[<prev] [next>] [<thread-prev] [day] [month] [year] [list]
Message-id: <4A926542.3020409@tvk.rwth-aachen.de>
Date: Mon, 24 Aug 2009 12:02:42 +0200
From: Damian Lukowski <damian@....rwth-aachen.de>
To: Ilpo Järvinen <ilpo.jarvinen@...sinki.fi>
Cc: Netdev <netdev@...r.kernel.org>
Subject: Re: [PATCH] revert TCP retransmission backoff on ICMP destination
unreachable
> On Wed, 19 Aug 2009, Damian Lukowski wrote:
>
>> Ok, I will fully quote previous messages now. Just wanted to avoid
>> redundancy.
>
> Full quoting is not what I meant, Dave explained what I meant in his mail.
>
>> Anyway, as long as the draft is not accepted as RFC, the
>> patch will violate current standards, so I doubt, Dave would like to
>> apply it soon. :)
>
> ...Don't be too sure on that ;-).
>
>> >>>> + icsk->icsk_backoff--;
>> >>>> + icsk->icsk_rto >>= 1;
>> >>> Are you absolute sure that we don't go to zero here when phase of the
>> >>> moon is just right? I'd put a max(..., 1) guard there.

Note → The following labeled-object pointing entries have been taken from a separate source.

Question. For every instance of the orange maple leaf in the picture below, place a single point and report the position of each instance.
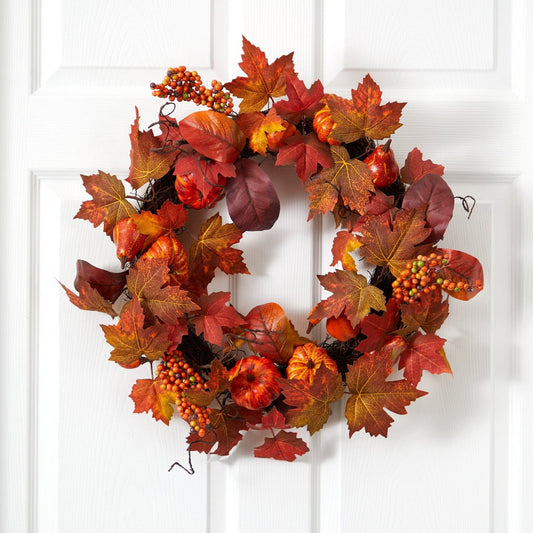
(349, 179)
(213, 249)
(263, 81)
(148, 161)
(89, 299)
(169, 217)
(147, 395)
(256, 126)
(109, 204)
(363, 115)
(394, 243)
(372, 394)
(311, 401)
(131, 340)
(351, 294)
(146, 280)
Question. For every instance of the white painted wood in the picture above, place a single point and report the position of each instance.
(73, 456)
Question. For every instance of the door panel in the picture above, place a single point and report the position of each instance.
(73, 455)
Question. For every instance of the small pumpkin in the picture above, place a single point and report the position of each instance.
(305, 361)
(341, 328)
(254, 382)
(171, 249)
(323, 124)
(190, 196)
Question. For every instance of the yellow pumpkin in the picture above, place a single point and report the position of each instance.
(305, 361)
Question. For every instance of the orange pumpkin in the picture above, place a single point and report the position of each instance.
(341, 328)
(323, 124)
(305, 361)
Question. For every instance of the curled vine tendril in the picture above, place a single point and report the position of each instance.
(465, 203)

>> >> Well, the retransmission timer doubles icsk_rto whenever it increases
>> >> icsk_backoff, so we should reach the original icsk_rto, when
>> >> icsk_backoff becomes zero.
>> > > This is a false assumption. Take a look into the formula, there's
>> a > cap how far icsk_rto goes but icsk_backoff keeps increasing. In
>> fact, > there would probably be a need to set some other lower bound
>> than 1, > TCP_RTO_MIN would probably be more appropriate for this.
>>
>> *sigh* I should have seen that. I would like to preserve the initial rto
>> value and not work with RTO_MIN. First, I have thought about storing the
>> initial rto in another state variable. But what, if we simply
>> recalculate the value?:
>> ###
>> icsk->icsk_backoff--;
>> - icsk->icsk_rto >>= 1;
>> + tcp_set_rto(sk);
>> + icsk->icsk_rto <<= icsk->icsk_backoff;
>> + tcp_bound_rto(sk);
>> ###
>
> Yes, this is sort of a problem. I'd recommend that you read through all
> icsk_rto readers and writers and see if recalculation can be done
> without getting into some problems.
I was going to take your previous max() solution for now, as my proposed solution
has not reflected the current version of the draft. However, I discussed with the
authors of the draft, and they will submit a new version of it, such that a doubling
of an RTO of 100s will not be "reverted" to 60s.
>> >>>> + BUG_ON(!skb_r);
>> >>>> +
>> >>>> + if (sock_owned_by_user(sk)) {
>> >>>> + /* Deferring retransmission clocked by ICMP
>> >>>> + * due to locked socket. */
>> >>>> + inet_csk_reset_xmit_timer(sk, ICSK_TIME_RETRANS,
>> >>>> + min(icsk->icsk_rto, TCP_RESOURCE_PROBE_INTERVAL),
>> >>> ??? (besides having indent wrong). What makes you think HZ/2 is right
>> >>> value if icsk_rto is large?
>> >> To be honest, I have taken over the code from my predecessor and
>> didn't
>> >> question this part.
>> > > But you did Signoff that regardless, so you should know ;-).
>>
>> Only because checkpatch.pl didn't like it otherwise. :)
>
> ...And you dare to admit :-) ...It certainly has some other meaning
> beyond checkpatch complain, for future, please check and understand what
> it means that you add it there.
>
>> >>>> + inet_csk_reset_xmit_timer(sk, ICSK_TIME_RETRANS,
>> >>>> + icsk->icsk_rto, TCP_RTO_MAX);
>> >>> RFC 2988, step 5.5 missing? Have you verified this patch for real?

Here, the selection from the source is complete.